What Are the Symptoms of Diabetes for a Dog?

By April Sanders
Diabetes in dogs usually strikes between the ages of 5 and 7. It is most common in overweight, female dogs. The disease is caused by a lack of insulin, which is a hormone that aids in the delivery of glucose (sugar energy) to the cells of the body. It is hereditary and the most prevalent hormonal disorder in canines.


Diabetes mellitus can be divided into two groups. Type I diabetes arises during the early years of a dog's life, when they still are considered adolescents (between 2-4 years old). It often can be controlled by diet and exercise. Type II diabetes is more common and usually occurs in older dogs. With Type II diabetes, a dog must receive insulin to survive.

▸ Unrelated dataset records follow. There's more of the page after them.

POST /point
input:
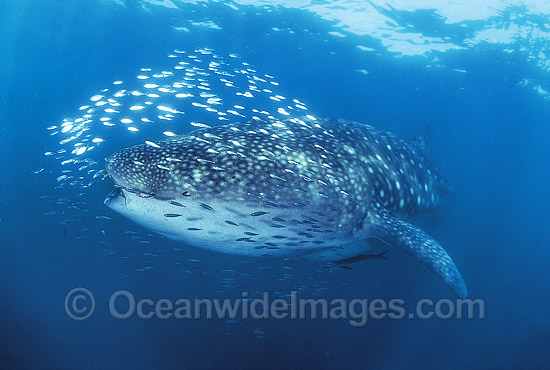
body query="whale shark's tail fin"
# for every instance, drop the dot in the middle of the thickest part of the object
(416, 243)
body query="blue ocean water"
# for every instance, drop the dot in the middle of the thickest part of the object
(478, 78)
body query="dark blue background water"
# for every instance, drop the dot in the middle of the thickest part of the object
(490, 138)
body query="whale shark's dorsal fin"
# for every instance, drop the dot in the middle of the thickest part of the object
(419, 245)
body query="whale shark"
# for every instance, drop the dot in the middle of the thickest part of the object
(310, 187)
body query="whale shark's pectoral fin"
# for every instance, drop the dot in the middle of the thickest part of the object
(419, 245)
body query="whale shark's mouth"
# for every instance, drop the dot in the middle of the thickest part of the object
(117, 193)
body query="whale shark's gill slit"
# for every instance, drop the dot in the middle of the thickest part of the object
(259, 213)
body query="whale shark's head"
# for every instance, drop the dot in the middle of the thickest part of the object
(227, 189)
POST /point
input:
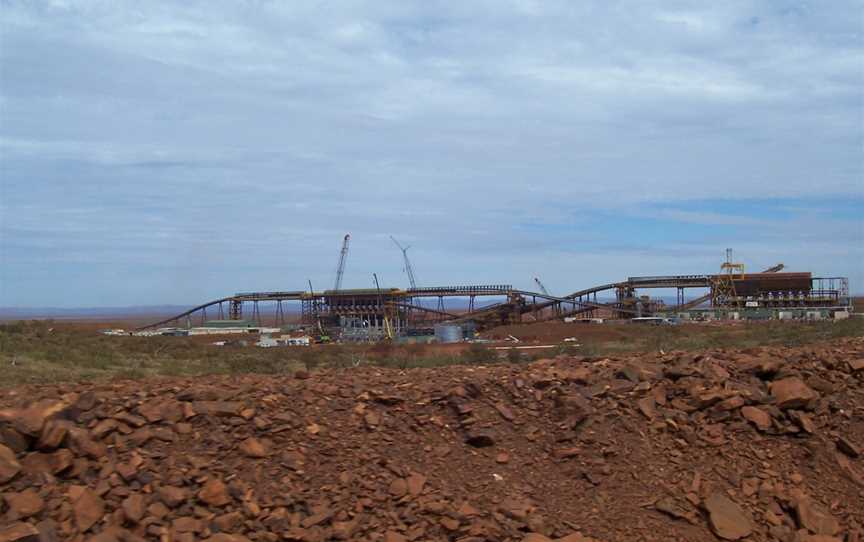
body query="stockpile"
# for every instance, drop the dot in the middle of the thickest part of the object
(760, 444)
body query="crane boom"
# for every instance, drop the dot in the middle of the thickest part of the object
(543, 289)
(409, 269)
(340, 269)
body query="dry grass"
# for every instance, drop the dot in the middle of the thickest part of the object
(37, 352)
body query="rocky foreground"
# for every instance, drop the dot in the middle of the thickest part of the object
(762, 444)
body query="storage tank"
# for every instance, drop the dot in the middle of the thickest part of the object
(448, 333)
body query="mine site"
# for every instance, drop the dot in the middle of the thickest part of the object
(735, 414)
(407, 271)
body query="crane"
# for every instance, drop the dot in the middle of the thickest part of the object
(543, 289)
(408, 268)
(340, 269)
(388, 329)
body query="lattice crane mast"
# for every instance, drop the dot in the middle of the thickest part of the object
(543, 289)
(409, 270)
(340, 269)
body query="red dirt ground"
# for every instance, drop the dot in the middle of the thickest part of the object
(762, 444)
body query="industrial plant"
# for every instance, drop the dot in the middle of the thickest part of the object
(455, 311)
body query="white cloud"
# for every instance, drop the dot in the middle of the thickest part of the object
(143, 129)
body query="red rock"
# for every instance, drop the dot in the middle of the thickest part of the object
(88, 508)
(848, 447)
(25, 504)
(726, 518)
(214, 493)
(222, 537)
(9, 466)
(398, 488)
(19, 532)
(172, 496)
(217, 408)
(479, 439)
(31, 420)
(803, 421)
(815, 518)
(505, 412)
(53, 433)
(228, 522)
(81, 444)
(14, 440)
(53, 463)
(186, 525)
(134, 507)
(252, 447)
(104, 428)
(647, 408)
(757, 417)
(415, 483)
(792, 392)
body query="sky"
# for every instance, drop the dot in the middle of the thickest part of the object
(174, 152)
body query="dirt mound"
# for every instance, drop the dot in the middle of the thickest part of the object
(763, 444)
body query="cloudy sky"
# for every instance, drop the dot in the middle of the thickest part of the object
(172, 152)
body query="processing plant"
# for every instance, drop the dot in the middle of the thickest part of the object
(380, 313)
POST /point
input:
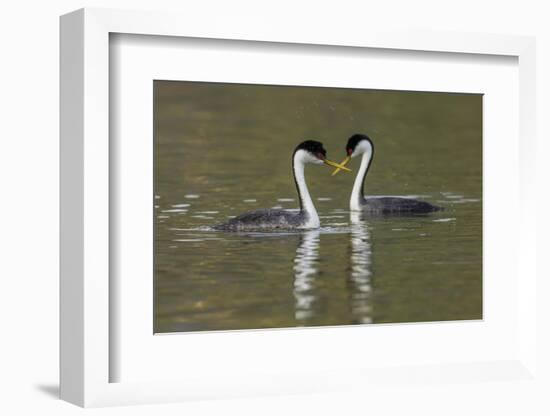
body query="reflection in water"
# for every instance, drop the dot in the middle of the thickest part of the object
(360, 272)
(305, 271)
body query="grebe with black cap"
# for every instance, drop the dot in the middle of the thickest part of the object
(361, 144)
(306, 217)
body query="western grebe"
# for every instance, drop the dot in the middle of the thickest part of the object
(360, 144)
(306, 152)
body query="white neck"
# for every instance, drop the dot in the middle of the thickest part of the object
(356, 199)
(303, 193)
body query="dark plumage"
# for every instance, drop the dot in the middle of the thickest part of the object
(263, 219)
(309, 151)
(361, 144)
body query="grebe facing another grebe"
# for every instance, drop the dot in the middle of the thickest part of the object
(306, 152)
(360, 144)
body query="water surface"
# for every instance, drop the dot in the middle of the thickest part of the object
(222, 149)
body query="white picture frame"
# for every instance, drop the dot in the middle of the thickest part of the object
(85, 211)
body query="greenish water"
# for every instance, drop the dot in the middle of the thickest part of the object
(223, 149)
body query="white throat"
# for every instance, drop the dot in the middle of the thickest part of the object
(356, 200)
(302, 157)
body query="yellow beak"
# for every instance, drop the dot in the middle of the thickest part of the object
(335, 165)
(341, 165)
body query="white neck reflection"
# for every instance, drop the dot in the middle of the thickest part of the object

Lethargy and weight issues

Lethargy and weight gain are common symptoms of diabetes, but they are also symptoms of other diseases. In fact, many of the symptoms of diabetes can be similar to or the same as other health problems in dogs, so it is important to get your dog to the vet to have its blood sugar tested if you think it might have diabetes. Because of the lethargy and inability to burn sugar, your dog may have weight gain. Some dogs lose weight because they do not feel up to eating much.

More water, more urine

Dogs with diabetes will drink excessive amounts of water. In fact, this is the most obvious and common sign of canine diabetes. This extreme thirst is caused by the large amounts of glucose in the blood. Your dog also will urinate more often and probably will have accidents in the house, as dogs with diabetes have a difficult time controlling their full bladders.

Silent killer

Unfortunately, many dogs do not show any obvious symptoms of diabetes because it can progress so slowly. A dog owner probably will not notice a gradual increase in the amount of water a dog drinks, or a gradual decrease in activity. In fact, canine diabetes often is called a "silent killer." Many veterinarians automatically test the blood sugar of middle-aged dogs even if no symptoms are noticed by the dog's owner.


The first step is to change your dog's diet. The specifics of this will vary depending on the severity of diabetes in your dog, but you probably will be asked to prepare bland, homemade meals for your dog as well as to feed your dog at certain times during the day on a regular basis. You also will be told to exercise your dog for about 20 minutes, at the same time of day, every day. Finally, your dog most likely will need insulin injections, which you may have to administer yourself at home.